Impressed, Arnold and I then dried and lubricated the gun, then proceeded to obtain one last substance to dunk the pistol in. Fresh cow manure. At the dinner where the initial test had been conceived, I had inadvertently muttered that once the seawater test was complete, I would have done everything to the gun but dunk it in doo-doo. This got a bit of a laugh in that the old phrase of "shooting the ...well, you know...immediately came to mind. Still, the idea wasn't so far fetched as you might think. Cow manure, for example, is a multi-media substance containing partly digested grass and other vegetable matter, stomach acid and who knows what else. Moreover, it tends to be glutinous, stringy and otherwise highly obnoxious in every way. After laughing about it for a while, I realized that such a substance would in fact make a good test medium. Previously, I had only subjected the pistol to single-media substances like dirt, dust, ice, snow, et al and if it functioned after being soaked inside and out in fresh cow dung, it would have indeed proved its worth.

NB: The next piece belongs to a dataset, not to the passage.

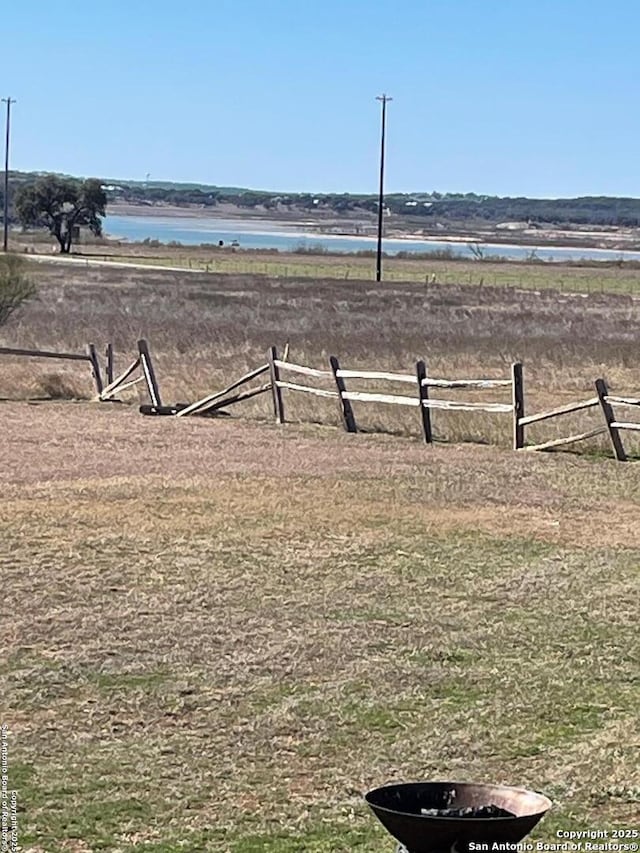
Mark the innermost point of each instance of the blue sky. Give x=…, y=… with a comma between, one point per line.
x=501, y=97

So, we obtained the "agricultural substance" fresh from its usual source (!), placed it in a plastic bag and off to the range we went. Upon arriving there, I placed a high-cap magazine loaded with 124-grain Federal Hydra-Shok JHPs into the gun, cycled the slide to load it and dropped it unceremoniously into the bag.

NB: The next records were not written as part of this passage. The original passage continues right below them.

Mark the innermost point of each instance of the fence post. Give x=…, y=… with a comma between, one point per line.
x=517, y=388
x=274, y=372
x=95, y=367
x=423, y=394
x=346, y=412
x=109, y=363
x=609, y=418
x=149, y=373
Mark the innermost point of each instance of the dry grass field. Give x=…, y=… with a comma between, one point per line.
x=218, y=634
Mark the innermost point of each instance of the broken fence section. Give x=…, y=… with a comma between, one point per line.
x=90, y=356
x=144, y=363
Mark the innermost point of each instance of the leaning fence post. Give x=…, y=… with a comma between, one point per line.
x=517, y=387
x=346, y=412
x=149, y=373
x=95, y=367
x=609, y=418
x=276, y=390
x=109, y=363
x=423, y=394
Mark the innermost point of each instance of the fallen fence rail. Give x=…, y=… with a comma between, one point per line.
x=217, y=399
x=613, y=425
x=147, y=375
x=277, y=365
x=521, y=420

It was then that an amusing revelation fell upon us. After retrieving the manure-soaked Glock from the bag, I realized that I needed to be the one to take pictures, so that left Arnold to be the shooter! Still, his smile remained in place as he gingerly assumed a Weaver Stance, pointed the piece at the target and pressed the trigger. Now that's a guy with a great disposition if there ever was one! BOOM! The pistol fired, the slide reciprocated, reloading it. Then, BOOM!, BOOM!, BOOM! and so on until the magazine was empty and the slide locked open. In the target 7 meters distant were 17 center hits. I handed Arnold another full loaded high-cap magazine, then another and another until a half-dozen were expended, but the pistol continued to function without mishap. When it was over, Arnold's face, arms and shirt were spattered and his smile had vanished (mine would, too--with all that, er, stuff flying around, who wants to keep his mouth open?).
"Got it...all of it!" I said happily, and handed him a one-gallon container or water, some soap and a clean shirt, which he accepted with alacrity, and the test was over. The Glock had gone the whole route and passed with flying colors.
Frankly, I don't know what else to subject it to without losing focus on being realistic. I guess I could freeze it into a solid block of ice and then try to fire it but I know darned well it will malfunction and who cares, right? Or perhaps I could run over it with a car to see if it would break, but then what would that prove? Besides, a friend of mine just inadvertently did that and the pistol, also a Glock 17 , didn't break!